US 11,841,863 B1
Generating relaxed synthetic data using adaptive projection
Sergul Aydore, Brooklyn, NY (US); William Brown, Verona, WI (US); Michael Kearns, Philadelphia, PA (US); Krishnaram Kenthapadi, Sunnyvale, CA (US); Luca Melis, New York, NY (US); Aaron Roth, Philadelphia, PA (US); and Amaresh Ankit Siva, Davidson, NC (US)
Assigned to Amazon Technologies, Inc., Seattle, WA (US)
Filed by Amazon Technologies, Inc., Seattle, WA (US)
Filed on Sep. 27, 2022, as Appl. No. 17/954,260.
Application 17/954,260 is a continuation of application No. 17/360,981, filed on Jun. 28, 2021, granted, now 11,487,765.
Claims priority of provisional application 63/148,091, filed on Feb. 10, 2021.
This patent is subject to a terminal disclaimer.
Int. Cl. G06F 16/00 (2019.01); G06F 16/2455 (2019.01); G06F 16/2458 (2019.01)

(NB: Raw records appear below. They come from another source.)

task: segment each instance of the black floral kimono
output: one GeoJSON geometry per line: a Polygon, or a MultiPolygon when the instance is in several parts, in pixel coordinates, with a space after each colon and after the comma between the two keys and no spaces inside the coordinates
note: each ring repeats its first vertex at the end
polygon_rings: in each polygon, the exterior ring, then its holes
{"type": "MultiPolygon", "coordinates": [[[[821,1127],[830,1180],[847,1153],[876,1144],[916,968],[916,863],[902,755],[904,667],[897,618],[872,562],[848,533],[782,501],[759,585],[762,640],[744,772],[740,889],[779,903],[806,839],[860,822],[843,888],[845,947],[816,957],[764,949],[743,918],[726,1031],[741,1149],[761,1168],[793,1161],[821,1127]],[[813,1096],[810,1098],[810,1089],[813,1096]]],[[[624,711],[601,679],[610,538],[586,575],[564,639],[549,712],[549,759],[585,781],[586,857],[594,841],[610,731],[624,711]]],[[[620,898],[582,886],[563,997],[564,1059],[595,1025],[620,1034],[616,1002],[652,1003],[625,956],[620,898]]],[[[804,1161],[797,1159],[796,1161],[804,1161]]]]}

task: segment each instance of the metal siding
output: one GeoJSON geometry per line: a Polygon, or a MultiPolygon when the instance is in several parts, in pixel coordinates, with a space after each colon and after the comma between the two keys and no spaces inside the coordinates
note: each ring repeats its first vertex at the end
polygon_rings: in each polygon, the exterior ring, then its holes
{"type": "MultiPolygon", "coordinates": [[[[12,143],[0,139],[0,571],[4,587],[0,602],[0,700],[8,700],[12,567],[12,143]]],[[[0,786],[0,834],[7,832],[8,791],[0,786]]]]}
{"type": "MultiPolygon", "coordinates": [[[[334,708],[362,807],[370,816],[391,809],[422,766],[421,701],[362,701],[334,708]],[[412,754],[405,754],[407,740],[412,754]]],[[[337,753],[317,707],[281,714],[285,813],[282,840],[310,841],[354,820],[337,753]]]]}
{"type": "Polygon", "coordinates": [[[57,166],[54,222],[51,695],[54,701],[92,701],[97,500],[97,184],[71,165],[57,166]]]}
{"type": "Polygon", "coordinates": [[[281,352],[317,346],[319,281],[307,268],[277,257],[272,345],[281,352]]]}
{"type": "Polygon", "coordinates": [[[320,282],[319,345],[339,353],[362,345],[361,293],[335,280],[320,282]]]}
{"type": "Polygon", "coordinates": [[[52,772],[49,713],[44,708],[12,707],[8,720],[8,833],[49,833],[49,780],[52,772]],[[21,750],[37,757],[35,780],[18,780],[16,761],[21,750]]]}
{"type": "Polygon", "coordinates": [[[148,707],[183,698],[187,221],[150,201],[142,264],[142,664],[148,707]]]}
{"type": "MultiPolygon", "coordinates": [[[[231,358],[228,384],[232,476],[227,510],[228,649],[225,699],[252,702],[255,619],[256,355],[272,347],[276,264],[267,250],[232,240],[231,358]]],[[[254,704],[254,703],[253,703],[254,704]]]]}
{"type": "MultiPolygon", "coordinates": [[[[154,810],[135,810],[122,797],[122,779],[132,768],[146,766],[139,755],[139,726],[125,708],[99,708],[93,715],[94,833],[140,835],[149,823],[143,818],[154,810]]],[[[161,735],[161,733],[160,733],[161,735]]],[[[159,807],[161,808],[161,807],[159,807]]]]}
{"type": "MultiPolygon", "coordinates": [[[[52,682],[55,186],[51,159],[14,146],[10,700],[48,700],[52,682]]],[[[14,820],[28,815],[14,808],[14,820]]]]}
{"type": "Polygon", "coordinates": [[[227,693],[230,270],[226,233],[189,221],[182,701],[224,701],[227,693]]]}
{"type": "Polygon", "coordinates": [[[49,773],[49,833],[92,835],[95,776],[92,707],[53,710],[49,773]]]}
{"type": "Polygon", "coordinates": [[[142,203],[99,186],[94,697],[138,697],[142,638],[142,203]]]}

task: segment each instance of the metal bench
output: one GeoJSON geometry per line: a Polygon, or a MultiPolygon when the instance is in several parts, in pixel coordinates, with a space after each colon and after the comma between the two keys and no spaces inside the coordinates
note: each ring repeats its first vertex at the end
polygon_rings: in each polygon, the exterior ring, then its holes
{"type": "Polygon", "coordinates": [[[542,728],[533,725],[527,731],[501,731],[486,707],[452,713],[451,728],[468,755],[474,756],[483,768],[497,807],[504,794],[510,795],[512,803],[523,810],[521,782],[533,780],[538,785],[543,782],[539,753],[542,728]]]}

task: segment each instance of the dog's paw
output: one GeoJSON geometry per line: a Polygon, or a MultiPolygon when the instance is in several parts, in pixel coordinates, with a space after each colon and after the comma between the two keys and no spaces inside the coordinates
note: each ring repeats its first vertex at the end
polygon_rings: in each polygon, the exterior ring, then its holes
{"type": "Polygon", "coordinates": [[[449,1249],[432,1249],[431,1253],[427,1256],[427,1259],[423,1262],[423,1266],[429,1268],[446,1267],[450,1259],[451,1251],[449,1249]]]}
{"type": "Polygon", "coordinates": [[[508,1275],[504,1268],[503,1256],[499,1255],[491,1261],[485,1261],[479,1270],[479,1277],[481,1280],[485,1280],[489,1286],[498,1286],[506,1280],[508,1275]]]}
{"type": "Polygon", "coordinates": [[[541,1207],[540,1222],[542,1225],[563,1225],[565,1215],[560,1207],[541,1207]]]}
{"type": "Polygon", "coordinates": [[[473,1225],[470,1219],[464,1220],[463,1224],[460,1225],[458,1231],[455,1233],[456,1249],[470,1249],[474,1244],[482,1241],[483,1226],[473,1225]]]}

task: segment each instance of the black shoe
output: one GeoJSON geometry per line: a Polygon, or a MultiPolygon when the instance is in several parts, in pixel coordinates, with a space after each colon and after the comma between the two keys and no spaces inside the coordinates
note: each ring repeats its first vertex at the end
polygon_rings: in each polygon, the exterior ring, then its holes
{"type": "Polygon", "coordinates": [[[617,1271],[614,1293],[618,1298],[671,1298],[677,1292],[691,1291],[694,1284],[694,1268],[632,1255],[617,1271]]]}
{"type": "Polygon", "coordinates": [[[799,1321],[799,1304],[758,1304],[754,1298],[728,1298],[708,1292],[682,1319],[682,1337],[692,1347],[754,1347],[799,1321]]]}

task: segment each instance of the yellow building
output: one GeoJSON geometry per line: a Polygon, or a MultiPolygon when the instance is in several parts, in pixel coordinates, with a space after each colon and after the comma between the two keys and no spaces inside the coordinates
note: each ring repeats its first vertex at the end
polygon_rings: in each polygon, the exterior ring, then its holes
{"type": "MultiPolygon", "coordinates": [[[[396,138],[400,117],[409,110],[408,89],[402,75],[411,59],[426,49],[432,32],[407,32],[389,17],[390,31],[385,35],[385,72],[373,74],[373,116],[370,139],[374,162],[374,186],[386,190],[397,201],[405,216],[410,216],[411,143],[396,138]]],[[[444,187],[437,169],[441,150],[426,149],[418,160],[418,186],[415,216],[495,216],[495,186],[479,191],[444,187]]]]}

CPC G06F 16/24568 (2019.01) [G06F 16/2462 (2019.01)] 21 Claims
OG exemplary drawing
 
1. A method comprising:
receiving, by a first computer system from a user associated with a private dataset,
an identifier of at least one of the private dataset or a location where the private dataset is stored; and
a privacy budget,
wherein the private dataset comprises sensitive data intended for use in at least one application or function executed by one of the first computer system or a second computer system;
initializing a first synthetic dataset by the first computer system;
in a first iteration,
calculating a first set of errors by the first computer system, wherein each of the first set of errors is calculated for each of a plurality of queries based at least in part on the private dataset and the first synthetic dataset, wherein each of the first set of errors is an absolute value of a difference between an answer to one of the plurality of queries determined using the private dataset and an answer to a differentiable query corresponding to the one of the plurality of queries determined using the first synthetic dataset;
perturbing each of the first set of errors by the first computer system;
selecting a first set of queries by the first computer system, wherein each of the first set of queries is selected based at least in part on the perturbed first set of errors;
calculating answers to each of the first set of queries using the private dataset by the first computer system;
perturbing the answers to each of the first set of queries by the first computer system; and
adding each of the first set of queries to a set of selected queries by the first computer system; and
following at least the first iteration;
identifying differentiable queries corresponding to the set of selected queries by the first computer system, wherein each of the differentiable queries is differentiable over a domain including at least the first synthetic dataset;
determining answers to each of the differentiable queries corresponding to the set of selected queries using the first synthetic dataset by the first computer system;
determining a second synthetic dataset based at least in part on the answers to each of the differentiable queries corresponding to the set of selected queries and answers to each of the set of selected queries determined using the first synthetic dataset by the first computer system; and
executing the at least one application or function on at least the second synthetic dataset by the one of the first computer system or the second computer system.